Dear Sari, Life is a funny thing. You think you know who you are when you’re young, and then you end up looking back on your last 30 years only to realize that while your core is still the same, you sure have evolved.
What might feel unfair at the time will lead to the biggest, most positive opportunity of your life, so believe that things happen for a reason, and always be open to opportunities. You might want to plan everything in advance, but you never know what the next door will reveal. Remember how you decided to apply for an AIESEC internship (a global platform for young people to explore and develop their leadership potential abroad) just before you finished your master’s degree in Helsinki School of Economics and Business Administration? The German newspaper you applied to rescinded their offer and bruised your self-esteem horribly, but it led to you landing a position at Vans instead. English wasn’t even your first language, but your mom was so proud of you when you went to California for your six-month internship in 1989. That internship led to your first job. Now, almost 30 years later, she is still wondering why her grandchildren are American and living almost 10,000 kilometers away! You never know where life will lead you. If you hadn’t been open to changing your plans, you would have missed this amazing shoe industry journey, from Vans to Seychelles.

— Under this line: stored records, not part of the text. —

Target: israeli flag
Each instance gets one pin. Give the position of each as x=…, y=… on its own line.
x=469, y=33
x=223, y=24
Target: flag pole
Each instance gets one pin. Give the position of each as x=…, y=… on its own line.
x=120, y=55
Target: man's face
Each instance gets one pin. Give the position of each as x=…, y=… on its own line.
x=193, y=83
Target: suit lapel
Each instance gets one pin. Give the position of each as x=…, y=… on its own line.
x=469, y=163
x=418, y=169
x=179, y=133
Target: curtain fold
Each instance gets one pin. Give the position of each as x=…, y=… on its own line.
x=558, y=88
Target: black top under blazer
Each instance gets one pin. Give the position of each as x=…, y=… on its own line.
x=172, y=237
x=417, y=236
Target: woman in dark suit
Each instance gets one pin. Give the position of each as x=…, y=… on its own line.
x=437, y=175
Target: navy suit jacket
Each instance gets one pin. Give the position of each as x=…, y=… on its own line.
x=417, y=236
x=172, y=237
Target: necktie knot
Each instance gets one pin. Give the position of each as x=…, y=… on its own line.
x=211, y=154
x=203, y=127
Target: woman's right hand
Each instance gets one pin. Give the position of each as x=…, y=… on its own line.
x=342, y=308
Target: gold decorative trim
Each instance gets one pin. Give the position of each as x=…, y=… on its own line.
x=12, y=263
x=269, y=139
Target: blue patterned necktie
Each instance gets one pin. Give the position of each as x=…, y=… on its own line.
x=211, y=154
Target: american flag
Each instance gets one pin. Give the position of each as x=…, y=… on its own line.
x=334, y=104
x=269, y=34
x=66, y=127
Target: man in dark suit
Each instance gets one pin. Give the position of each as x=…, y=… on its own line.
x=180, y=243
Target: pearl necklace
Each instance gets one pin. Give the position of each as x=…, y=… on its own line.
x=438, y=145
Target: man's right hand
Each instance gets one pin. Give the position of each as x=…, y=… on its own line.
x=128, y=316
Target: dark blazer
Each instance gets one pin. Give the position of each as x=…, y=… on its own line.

As you grow older, you will realize how little control you actually have on anything other than your own effort and attitude. You are in charge of yourself and your actions, so always be responsible. Don’t let things slide or blame others. You are straightforward and direct, which can sometimes be hard in relationships, so remember that being kind goes a long way. On that note, be kind to yourself and give yourself time to figure things out. Very little happens overnight, so it’s OK to be patient.
There will be obstacles in your life, and unfortunately a few big ones with your health. You will face Type 1 diabetes right after graduating and have to shoot insulin for the rest of your life. But it will not stop you from doing what you love; it will just make you stronger. You will also battle cancer and realize the importance of self-love when, prior to your surgery, you write a letter to your young children telling them about yourself to make sure they’ll remember you in case the worst happens. That’s the moment you will understand that regardless of your faults, mistakes and craziness, you actually love who you are and want your kids to know that. It will be a sad yet beautiful moment to remember and, from that point on, you will care less what people think of you and more about staying true to yourself. What matters to you most is your own integrity; doing the right thing and treating people with respect, regardless of who’s watching.
When people ask you why you are so intense in everything you do, it’s OK to tell them that intensity goes hand-in-hand with passion, and that’s what drives you. Don’t try to be anyone else; just be the best version of who you are. Believe in yourself and your gut. It will lead you in the right direction.
How lucky you are to be able to do what you love in this challenging yet super-exciting industry while working with your amazing team at Seychelles!